Isometric hip abduction with transverse abdominal contraction resulted in increased leg and pelvic pain. Hamstring length and Straight Leg Raise was 45 degrees on left and 45 degrees on right. Psoas major and Rectus Femoris were tight. Left internal oblique activation also worsened the pain when activated through isometric opposite arm-leg contraction.
Dry needling, soft tissue massge and muscle energy techniques to ameliorate a right sacral torsion (IPT). Affect : increased pain at night, including severe low left anterior abdominal pain (Psoas spasms -see below) and increased morning stiffness from a few minutes to over 2 hours.

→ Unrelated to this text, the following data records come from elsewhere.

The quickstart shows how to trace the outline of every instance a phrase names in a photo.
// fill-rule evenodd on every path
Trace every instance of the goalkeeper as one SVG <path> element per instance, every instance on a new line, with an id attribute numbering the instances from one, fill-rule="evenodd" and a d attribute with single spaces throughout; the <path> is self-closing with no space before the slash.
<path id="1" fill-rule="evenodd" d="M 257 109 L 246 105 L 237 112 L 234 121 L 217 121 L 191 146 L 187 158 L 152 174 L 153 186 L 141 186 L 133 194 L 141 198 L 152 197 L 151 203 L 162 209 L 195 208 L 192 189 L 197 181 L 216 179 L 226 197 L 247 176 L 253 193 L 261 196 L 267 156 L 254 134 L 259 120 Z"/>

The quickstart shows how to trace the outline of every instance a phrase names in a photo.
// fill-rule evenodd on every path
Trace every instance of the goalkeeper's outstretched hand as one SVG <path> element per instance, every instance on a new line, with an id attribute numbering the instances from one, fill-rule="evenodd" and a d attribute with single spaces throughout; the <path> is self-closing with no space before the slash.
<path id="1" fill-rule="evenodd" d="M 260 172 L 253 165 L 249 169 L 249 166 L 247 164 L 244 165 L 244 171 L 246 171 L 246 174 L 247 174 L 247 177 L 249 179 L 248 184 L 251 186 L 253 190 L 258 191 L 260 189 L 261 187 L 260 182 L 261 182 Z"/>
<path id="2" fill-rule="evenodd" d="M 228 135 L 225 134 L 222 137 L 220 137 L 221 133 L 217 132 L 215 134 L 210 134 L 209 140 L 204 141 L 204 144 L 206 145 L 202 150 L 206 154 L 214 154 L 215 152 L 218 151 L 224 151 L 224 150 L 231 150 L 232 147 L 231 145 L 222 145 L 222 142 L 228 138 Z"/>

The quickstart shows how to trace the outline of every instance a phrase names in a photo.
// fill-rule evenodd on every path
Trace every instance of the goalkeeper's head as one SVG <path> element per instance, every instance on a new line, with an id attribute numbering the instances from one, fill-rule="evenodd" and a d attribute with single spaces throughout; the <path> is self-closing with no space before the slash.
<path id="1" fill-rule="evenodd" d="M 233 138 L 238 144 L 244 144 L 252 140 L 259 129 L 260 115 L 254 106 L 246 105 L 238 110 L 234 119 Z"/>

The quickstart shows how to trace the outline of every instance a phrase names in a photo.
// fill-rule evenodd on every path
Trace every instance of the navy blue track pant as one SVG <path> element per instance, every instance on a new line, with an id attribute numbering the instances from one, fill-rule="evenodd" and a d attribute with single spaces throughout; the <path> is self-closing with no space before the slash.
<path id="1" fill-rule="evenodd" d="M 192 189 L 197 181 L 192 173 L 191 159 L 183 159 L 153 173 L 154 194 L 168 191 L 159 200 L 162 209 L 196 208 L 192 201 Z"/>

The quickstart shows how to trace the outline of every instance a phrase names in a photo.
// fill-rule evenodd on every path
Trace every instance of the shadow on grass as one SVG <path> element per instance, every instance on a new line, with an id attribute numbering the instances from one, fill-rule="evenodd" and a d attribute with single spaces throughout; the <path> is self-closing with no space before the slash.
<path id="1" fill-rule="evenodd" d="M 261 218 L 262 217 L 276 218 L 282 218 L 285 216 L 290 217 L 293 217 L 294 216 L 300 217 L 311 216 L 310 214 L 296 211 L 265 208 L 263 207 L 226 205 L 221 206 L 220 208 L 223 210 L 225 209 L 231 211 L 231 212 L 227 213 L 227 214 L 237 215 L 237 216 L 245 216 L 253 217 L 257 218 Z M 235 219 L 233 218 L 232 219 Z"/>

Reassessment and Treatment
Reassessment revealed a posterior ilial rotation (nutation). Treatment consisted of mobilisations into anterior ilial rotation (counter-nutation), dry needling, muscle energy techniques to Psoas Major and external rotators, sacro-iliac belt, McKenzie lumbar roll, McKenzie extension exercises in standing with anterior ilial mobilisations. Also commenced Voltaren 12.5mg (NSAID's) for 10 days (initially for 3 days 3 per day, later just at night). Voltaren was later replaced by a combination of Curcumin, Devils Claw and Cats Claw. Over a 2 week period modest improvements occurred. Then one night, the client slept in their sick son's bed with the left leg hanging out of the bed into extension and adduction whilst sleeping on the right side. This resulted in some 2 hours of sustained stretching to the front of the hip, which freed the patient from significant leg pain and was the first progress in improving flexion. Presumably, this was a stretch of the ITB, gluteal medius and minimus and Psoas. Further progress was made through thoracic ring shift relocations and lateral breathing exercises designed to 'rack and stack' the ribs. Final major contributions to progress were made through dry needling over 3 weeks. Exercises involved swimming, cycling (mountain bike on the road) and soccer ball juggling. These were gradually increased as symptoms subsided. The latter exercise of juggling probably had an effect on balance and load transfer through the SIJ, as well as central nervous system effects on left - right discrimination, also know as 'lateralisation'. It is well known that in some neuropathic pain conditions such CRPS (Sudeks atrophy), lateralisation is important for pain relief and recovery (Moseley 2004). At the 4 week mark, moderate running was recommenced and a new road bike was ordered 4 months after the initial onset of symptoms. Further treatment was also sort on the 0-C1-C2 (atlas - axis) complex due to the global nature of stiffness. Not surprisingly, during a 4 hour garden 'clean-up' of raking leaves, due to an impending bush fire, more symptomatic relief was attained through increases in the range of movement of forward bending, which was also probably accompanied by increased proprioceptive awareness from rotatory trunk function, gluteal and abdominal activation and stimulation of the spiral myofascial train.
Many large and small muscles have relationships with the ligaments of the sacroiliac joint including the piriformis, biceps femoris, gluteus maximus and minimus, erector spinae, latissimus dorsi, thoracolumbar fascia, and iliacus. Any of these muscles can be involved, either being weak or inco-ordinated or in spasm, with a painful and dysfunctional sacroiliac joint. The SI joint is a pain-sensitive structure richly innervated by a combination of unmyelinated free nerve endings and the posterior primary rami of spinal segments L2-S3. The wide possibility of innervation may explain why pain originating from the joint can manifest in so many various ways, with different and unique referral patterns.
This patient was me. This represented an existential crisis as I was extremely active with my 7 year old son and also felt that as a practitioner I should have known better. In many ways it was good to be on the receiving end of severe acute pain which took many weeks to resolve, for in this way I can have an even better understanding of the process which our clients must go through.